Alvin Lucier's "I Am Sitting In A Room" recognizes that interior architectural space forms and shapes the perception and reception of sound. In the piece, Lucier "utters a series of sentences describing exactly hat he is doing into a tape recorder in an empty room." After this, the sound is played back into the room and re-recorded over and over, until his language is abstracted past the point of recognizable English. This work is a good example of how 'sound art quietly absorbs technological breakthroughs into its practice, but rarely makes them their content." Often, in many "tech" art projects, a point of access into the work is code, instruments of tech, but here the tech is used as a tool, rather than a medium.

Lauren Lesko's "Thurst" is, what Goldsmith describes as, "edgy.. and an unusually beautiful soundscape." For this piece, Lesko uses her body as a machine to produce sound. She uses a contact microphone, inserts it into her vagina and walks around for 30 minutes. After listening to the work, it has a very physical and bodily feel, and I often felt physical reactions when listening with headphones. Body-driven sounds transfer physical responses and how the body becomes a personal instrument.

Thursday, February 14, 2008

004_Sound Art

If anyone reads this blog except for Ryan, here are some links to sound artists I am into.

http://del.icio.us/jeffreykolar/soundart

http://del.icio.us/jeffreykolar/Sound

Thursday, February 7, 2008

003_ Pier Paolo Pasolini's "Observations on the Long Take"

Pasolini begins his argument around the Kennedy assassination claiming that "the spectator-cameraman did not choose his camera angle; rather he simply filmed from where he happened to be, framing what he, not the lens, saw." He argues that this long take is an example of using film as a representation of the present is abstract and leads only to a subjectivity for the viewer.
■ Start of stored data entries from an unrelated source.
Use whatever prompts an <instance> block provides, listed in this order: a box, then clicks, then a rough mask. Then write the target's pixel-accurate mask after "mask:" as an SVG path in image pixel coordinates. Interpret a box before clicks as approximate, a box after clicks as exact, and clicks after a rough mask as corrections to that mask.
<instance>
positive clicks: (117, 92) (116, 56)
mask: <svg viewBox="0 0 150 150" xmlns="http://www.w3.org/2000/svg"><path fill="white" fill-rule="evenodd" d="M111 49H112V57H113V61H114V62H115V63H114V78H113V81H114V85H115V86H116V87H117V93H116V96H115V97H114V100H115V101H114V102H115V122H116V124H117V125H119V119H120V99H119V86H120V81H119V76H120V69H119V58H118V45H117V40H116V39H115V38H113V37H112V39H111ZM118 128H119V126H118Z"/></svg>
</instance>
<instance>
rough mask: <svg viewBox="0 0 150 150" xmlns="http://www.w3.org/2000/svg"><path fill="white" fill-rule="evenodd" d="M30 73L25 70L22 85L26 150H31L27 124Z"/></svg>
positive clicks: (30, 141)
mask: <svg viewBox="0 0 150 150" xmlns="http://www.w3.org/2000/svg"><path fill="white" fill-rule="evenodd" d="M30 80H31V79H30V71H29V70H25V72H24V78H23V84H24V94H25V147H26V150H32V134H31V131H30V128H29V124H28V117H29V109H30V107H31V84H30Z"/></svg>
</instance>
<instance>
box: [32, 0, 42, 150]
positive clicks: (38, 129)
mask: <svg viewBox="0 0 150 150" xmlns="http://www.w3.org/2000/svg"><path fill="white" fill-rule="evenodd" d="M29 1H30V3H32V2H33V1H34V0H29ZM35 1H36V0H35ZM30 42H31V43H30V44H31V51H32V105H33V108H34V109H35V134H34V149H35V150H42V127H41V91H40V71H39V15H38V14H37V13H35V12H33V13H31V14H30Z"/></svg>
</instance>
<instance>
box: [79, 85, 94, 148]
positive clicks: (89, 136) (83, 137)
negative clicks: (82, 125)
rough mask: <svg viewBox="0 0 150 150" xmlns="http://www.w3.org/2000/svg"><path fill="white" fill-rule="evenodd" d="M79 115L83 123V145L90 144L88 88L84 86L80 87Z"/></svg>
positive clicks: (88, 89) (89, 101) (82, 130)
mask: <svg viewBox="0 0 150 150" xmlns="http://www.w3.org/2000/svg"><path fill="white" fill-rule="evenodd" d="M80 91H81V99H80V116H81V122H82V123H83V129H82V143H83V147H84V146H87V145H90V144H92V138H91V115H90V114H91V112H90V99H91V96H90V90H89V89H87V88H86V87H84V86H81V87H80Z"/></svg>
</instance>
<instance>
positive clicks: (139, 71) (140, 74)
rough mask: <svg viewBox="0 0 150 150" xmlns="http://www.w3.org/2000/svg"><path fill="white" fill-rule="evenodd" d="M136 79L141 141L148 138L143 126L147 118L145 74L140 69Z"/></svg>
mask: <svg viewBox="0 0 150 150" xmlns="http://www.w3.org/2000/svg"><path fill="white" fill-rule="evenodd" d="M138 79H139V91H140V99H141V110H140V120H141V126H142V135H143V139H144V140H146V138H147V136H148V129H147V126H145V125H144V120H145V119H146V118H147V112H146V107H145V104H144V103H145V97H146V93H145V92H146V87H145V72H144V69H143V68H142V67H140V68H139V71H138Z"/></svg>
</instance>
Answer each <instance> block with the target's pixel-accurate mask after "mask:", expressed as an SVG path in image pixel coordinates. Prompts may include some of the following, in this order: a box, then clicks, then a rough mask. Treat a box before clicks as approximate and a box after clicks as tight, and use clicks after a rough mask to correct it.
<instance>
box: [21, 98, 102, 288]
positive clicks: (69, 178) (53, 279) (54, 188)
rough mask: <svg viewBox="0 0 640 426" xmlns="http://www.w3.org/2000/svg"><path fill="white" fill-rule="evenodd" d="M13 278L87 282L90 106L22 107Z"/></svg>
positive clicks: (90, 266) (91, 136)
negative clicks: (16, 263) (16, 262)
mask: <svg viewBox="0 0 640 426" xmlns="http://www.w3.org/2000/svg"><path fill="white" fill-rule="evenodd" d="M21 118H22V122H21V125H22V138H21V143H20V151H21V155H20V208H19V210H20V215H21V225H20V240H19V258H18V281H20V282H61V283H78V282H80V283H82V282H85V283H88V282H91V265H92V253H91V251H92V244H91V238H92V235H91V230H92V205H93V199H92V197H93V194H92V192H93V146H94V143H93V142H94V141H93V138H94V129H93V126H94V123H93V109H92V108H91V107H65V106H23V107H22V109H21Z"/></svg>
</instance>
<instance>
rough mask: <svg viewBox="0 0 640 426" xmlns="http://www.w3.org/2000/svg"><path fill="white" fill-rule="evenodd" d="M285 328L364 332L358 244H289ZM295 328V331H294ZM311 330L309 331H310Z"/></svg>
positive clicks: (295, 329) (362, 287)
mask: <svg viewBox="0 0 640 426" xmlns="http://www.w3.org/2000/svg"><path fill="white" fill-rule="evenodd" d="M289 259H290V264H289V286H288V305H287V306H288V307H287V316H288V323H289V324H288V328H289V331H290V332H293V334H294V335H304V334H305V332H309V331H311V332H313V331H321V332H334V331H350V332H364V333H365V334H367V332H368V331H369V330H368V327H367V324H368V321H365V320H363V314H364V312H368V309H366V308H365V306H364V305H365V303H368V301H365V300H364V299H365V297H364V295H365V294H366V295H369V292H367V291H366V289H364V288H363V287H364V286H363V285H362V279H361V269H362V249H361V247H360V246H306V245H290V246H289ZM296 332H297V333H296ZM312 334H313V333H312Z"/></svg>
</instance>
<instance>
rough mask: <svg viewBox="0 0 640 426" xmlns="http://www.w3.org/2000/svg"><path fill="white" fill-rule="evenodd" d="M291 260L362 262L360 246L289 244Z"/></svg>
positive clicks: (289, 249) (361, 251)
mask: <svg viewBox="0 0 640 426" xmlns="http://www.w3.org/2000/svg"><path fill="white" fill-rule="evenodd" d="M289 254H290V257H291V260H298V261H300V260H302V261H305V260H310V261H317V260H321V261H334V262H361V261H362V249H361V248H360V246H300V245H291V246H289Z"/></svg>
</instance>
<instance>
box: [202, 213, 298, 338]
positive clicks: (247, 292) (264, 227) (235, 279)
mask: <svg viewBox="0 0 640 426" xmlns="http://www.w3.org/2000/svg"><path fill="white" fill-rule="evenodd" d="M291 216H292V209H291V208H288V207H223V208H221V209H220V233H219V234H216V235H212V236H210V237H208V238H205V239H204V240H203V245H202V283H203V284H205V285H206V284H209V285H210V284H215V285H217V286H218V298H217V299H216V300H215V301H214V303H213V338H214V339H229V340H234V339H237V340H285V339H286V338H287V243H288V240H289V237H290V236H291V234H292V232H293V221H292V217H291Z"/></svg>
The idealized long take becomes more so an alternate or fantasy vision of the event as taking place in "past". In that, to even attempt a truism of the President's death on film refrains to subjective notions of "a multiplication of 'presents'" or simply put relative to the frame of the viewing/recording device. He pushes this metaphor further when relating this use of film as present-past-future knowledge to the death of an individual: "as long as he has a future, that is, something known, a man does not express himself." Pasolini's interpretation of death as an action of allowing others to "know" the person, works similar to the vision of the video camera capturing small moments (or long shots) trying to depict moments of present, past etc. Therefore, when one dies, the possibility of a future rests with the body. Film is similar, in that, once the moment is captured and becomes in a sense "dead", others can subjectively interpret it's meaning as a static object. This is not to say the long clip will allow of an objective truth, nor the body of a human. But in the least allows for a critical analysis of the film (or body) as a discontinuous object. I think his comparison does lack in technical means, although in a conceptual sense does help describe the possible uses of the camera as a capturing device or method to reveal a moment in time, regardless of it's place within a time line of past, present or future.